L’ossessione del generale William Stryker (Brian Cox) nei confronti dei mutanti ne mette a serio rischio la sopravvivenza. Per fuggire alla nuova minaccia agli X-Men di Xavier (Patrick Stewart) non resta che allearsi con gli acerrimi nemici capitanati da Magneto (Ian McKellen). Wolverine (Hugh Jackman), intanto, inizia a trovare alcune informazioni sul suo passato…
Dall’uscita del crack Spider-Man è passato solo un anno, ma i cinecomics sono già una realtà assodata. Naturale, quindi, che la Marvel decida di metterci definitivamente la faccia, anticipando con uno skip d’intro, destinato a diventare marchio di fabbrica, il proprio logo durante i titoli di testa. A tre anni dall’uscita in sala di X-Men, Bryan Singer raccoglie i frutti del filone inaugurato allo scoccare dell’anno 2000 mettendo mano all’inevitabile sequel, lo stesso che, per equilibrio pressoché perfetto di forma e sostanza, supera in qualità il già efficace prototipo. C’è un passaggio in X-Men 2 che autorizza un illustre parallelo registico: Wolverine e Lady Deathstryke (Kelly Hu) si affrontano senza esclusione di colpi, una lotta che per parità di strutture (lo scheletro di adamantio) sembra destinata a durare in eterno e durante la quale la memoria corre inevitabilmente a James Cameron e alle infinite variabili antagoniste del dittico Terminator.

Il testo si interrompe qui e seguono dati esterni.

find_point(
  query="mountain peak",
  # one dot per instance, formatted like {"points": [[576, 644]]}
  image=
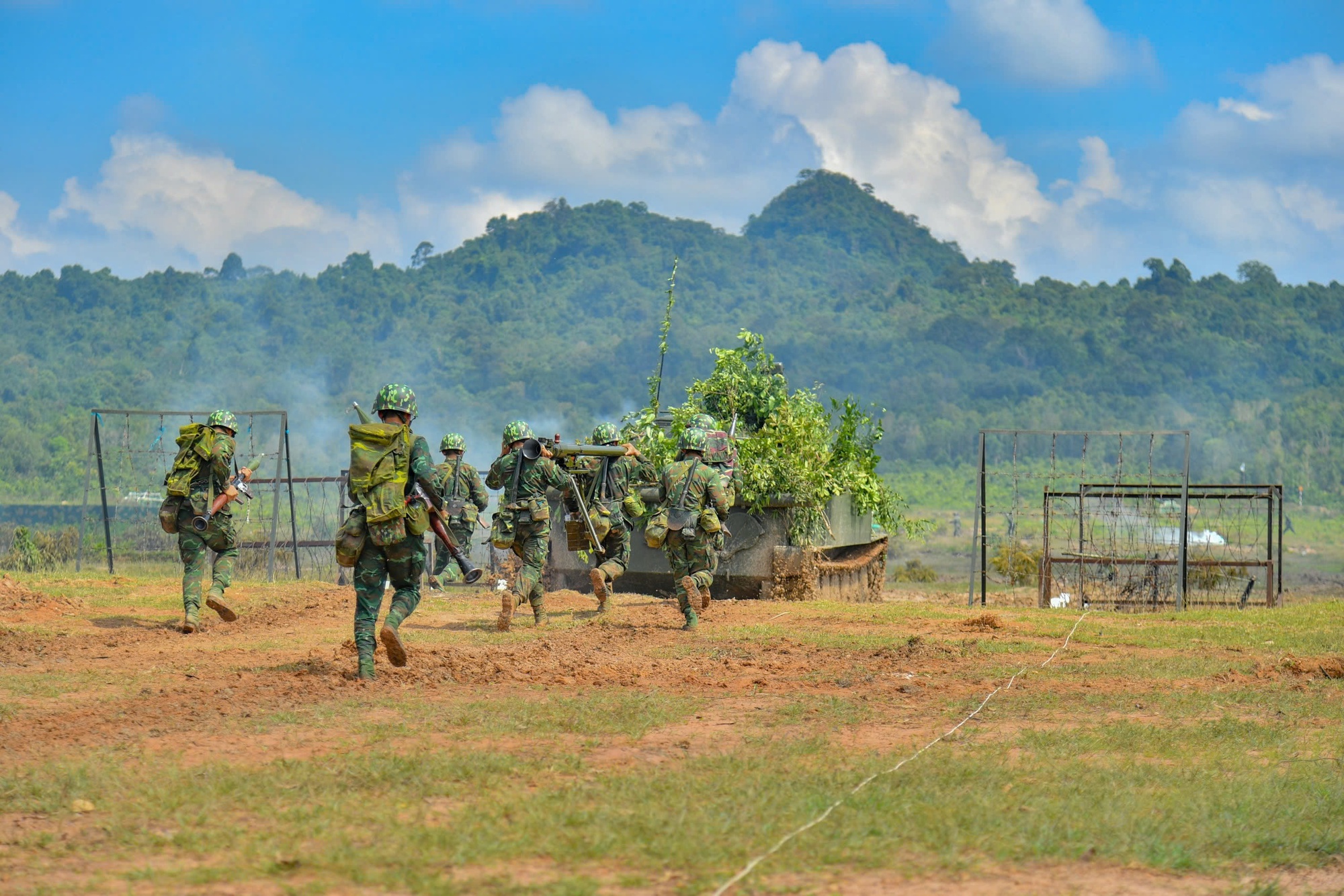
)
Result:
{"points": [[845, 213]]}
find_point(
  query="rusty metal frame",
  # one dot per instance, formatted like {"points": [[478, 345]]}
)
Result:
{"points": [[1273, 562]]}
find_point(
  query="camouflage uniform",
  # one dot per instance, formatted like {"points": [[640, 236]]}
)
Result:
{"points": [[220, 535], [610, 482], [466, 487], [691, 553], [532, 541], [403, 562]]}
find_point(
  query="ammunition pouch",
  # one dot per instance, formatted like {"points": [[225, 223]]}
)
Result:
{"points": [[388, 531], [417, 519], [350, 538], [682, 519], [169, 514], [601, 521], [657, 531], [503, 530]]}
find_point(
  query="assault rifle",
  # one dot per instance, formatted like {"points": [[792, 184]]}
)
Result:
{"points": [[471, 573], [236, 490], [533, 451]]}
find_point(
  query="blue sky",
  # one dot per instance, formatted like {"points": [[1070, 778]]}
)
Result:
{"points": [[1073, 139]]}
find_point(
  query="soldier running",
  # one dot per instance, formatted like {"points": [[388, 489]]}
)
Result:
{"points": [[202, 471], [690, 491], [388, 465], [523, 521], [612, 482], [464, 499]]}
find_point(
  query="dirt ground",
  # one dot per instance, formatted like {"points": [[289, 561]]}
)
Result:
{"points": [[96, 667]]}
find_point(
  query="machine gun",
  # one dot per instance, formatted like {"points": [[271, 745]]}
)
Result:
{"points": [[236, 490], [568, 451], [471, 573]]}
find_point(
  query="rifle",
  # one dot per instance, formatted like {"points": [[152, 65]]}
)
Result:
{"points": [[236, 488], [533, 451], [471, 573]]}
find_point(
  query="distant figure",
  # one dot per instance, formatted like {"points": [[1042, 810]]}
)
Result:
{"points": [[464, 499]]}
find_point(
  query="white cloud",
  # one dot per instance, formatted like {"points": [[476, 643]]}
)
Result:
{"points": [[21, 245], [908, 136], [1052, 44], [1294, 112], [1248, 111], [155, 193]]}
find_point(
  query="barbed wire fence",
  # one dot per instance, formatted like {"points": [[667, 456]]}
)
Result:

Con X-Men 2 Singer riesce in un prodigio nelle corde di pochi eletti (tra i quali proprio Cameron), ovvero dirigere un seguito addirittura superiore, per qualità e consapevolezza della materia plasmata, rispetto al suo comunque positivo predecessore. Parimenti all’azione (indelebili, a tal proposito, le adrenaliniche sequenze d’apertura e chiusura della pellicola), in X-Men 2 cresce la consapevolezza del potenziale metaforico a disposizione, che trasforma il film nell’episodio forse più sociologicamente edotto della saga; mentre vengono limati i naturali difetti di profondità che il primo capitolo si trascinava con sé. Questo per non tacere dello sbocciare di nuovi e affascinanti personaggi, come il “gelido” Bobby Drake (Shawn Ashmore): fidanzatino della letale Rogue (Anna Paquin), addirittura respinto dalla propria famiglia all’indomani di un ritorno a casa obbligato da una situazione d’emergenza, messo alla porta senza troppi complimenti da padre, madre e soprattutto fratello minore. L’episodio in questione (non a caso palesato a metà pellicola) offre a Singer l’assist ideale per cimentarsi con il messaggio preponderante di X-Men 2: lo spirito di gruppo, ossia la spia di sopravvivenza che spinge le fazioni opposte dei mutanti ad allearsi per sopravvivere ad un pericolo comune, quel generale Stryker che, non contento di aver condannato il figlio ritenuto “diverso” ad un irreversibile stato vegetale, si accanisce indefesso nell’ossessione di una vita: sterminare i mutanti. Chiaro, a questo punto, l’intento dell’autore, sottolineare come questi cromosomici freaks riescano in quello che agli umani, cioè ai “normali”, spesso continua a sfuggire: nella forza dell’alleanza, contrapposta ad un eterno amore per la divisione e la ghettizzazione del non gradito. X-Men 2 rappresenta il massimo risultato possibile da raggiungere, Singer lascia da vincitore, ormai pronto a cimentarsi con la sua nuova creatura: Superman Returns.